Infatti sia in corrispondenza dei massimi storici a quota 7.90 del 17 agosto scorso, che rispetto al nuovo minimo relativa a ridosso del supporto di 7.20, si sono registrati valori quasi doppi rispetto alla media.

Ciò fa pensare che molti investitori ritengono pienamente espresso il potenziale rialzista del titolo, che a partire dal breakout dei 6 € ad aprile scorso, ha più volte aggiornato i massimi storici realizzando una performance di oltre il 30%.

Conferme arrivano anche dal report di Mediobanca che mantiene i target a 7 € e prospettive di vendita stabili nei mercati di riferimento come quello americano, evidenziando poche vulnerabilità rappresentate soprattutto dall’elevato indebitamento, con un coefficiente di leva previsto circa 2.8 in diminuzione e da una concorrenza abbastanza agguerrita.

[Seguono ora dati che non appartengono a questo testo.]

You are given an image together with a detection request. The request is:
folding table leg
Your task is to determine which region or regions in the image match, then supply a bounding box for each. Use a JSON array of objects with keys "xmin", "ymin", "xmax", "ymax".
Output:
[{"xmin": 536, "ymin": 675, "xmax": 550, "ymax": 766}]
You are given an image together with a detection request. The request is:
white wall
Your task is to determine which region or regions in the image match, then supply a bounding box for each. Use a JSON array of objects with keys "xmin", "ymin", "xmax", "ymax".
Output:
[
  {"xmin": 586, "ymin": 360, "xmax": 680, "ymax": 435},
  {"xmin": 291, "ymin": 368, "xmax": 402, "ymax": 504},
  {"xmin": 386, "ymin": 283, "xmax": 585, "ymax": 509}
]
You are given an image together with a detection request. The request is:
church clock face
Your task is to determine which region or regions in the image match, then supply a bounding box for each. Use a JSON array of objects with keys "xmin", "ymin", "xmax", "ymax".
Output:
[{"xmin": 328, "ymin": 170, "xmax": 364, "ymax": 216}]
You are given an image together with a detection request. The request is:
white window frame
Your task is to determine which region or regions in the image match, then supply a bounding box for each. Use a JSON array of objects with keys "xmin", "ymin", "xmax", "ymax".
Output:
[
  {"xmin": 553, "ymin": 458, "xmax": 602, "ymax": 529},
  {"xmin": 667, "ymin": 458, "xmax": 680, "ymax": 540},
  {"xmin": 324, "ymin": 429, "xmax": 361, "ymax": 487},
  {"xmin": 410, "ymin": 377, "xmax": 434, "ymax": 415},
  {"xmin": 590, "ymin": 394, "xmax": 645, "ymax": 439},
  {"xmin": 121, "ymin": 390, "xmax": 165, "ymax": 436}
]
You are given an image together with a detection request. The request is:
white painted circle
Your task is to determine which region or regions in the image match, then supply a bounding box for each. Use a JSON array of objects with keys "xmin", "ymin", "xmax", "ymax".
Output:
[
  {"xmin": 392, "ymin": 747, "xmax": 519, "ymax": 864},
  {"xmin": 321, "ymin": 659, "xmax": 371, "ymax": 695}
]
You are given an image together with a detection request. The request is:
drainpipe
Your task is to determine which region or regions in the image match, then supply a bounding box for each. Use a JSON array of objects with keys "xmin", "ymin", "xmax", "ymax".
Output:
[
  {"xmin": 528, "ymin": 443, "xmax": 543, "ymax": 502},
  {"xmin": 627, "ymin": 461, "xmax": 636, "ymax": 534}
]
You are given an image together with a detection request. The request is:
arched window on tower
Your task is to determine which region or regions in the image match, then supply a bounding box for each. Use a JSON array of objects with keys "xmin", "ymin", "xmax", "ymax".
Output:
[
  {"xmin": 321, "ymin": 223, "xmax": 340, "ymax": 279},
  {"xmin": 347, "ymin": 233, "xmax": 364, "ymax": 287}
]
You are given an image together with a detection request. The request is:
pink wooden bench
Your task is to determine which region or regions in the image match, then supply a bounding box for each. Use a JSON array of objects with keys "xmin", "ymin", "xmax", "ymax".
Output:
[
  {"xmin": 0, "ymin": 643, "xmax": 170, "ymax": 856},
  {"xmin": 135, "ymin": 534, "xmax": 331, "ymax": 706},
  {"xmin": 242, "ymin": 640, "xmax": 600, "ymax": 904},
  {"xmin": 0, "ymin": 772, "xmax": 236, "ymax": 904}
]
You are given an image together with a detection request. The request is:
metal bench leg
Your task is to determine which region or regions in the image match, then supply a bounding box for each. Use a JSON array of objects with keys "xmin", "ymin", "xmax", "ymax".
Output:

L'analisi dei pattern candlestick rivela la formazione di una pesante long black marubozu dalla valenza negativa che unita alla lieve reazione di oggi sotto i 7.40, per il momento non riduce gli effetti nefasti del pattern.

L'analisi dell'indicatore di trend Cci segnala la perdita della tendenza rialzista di breve termine dopo la violazione di 7.60 €, ma complessivamente la struttura tecnica dei prezzi mantiene intatti i trend di medio e lungo periodo, almeno fino a che non verrà violata quota 6.40€, eventualità improbabile al momento.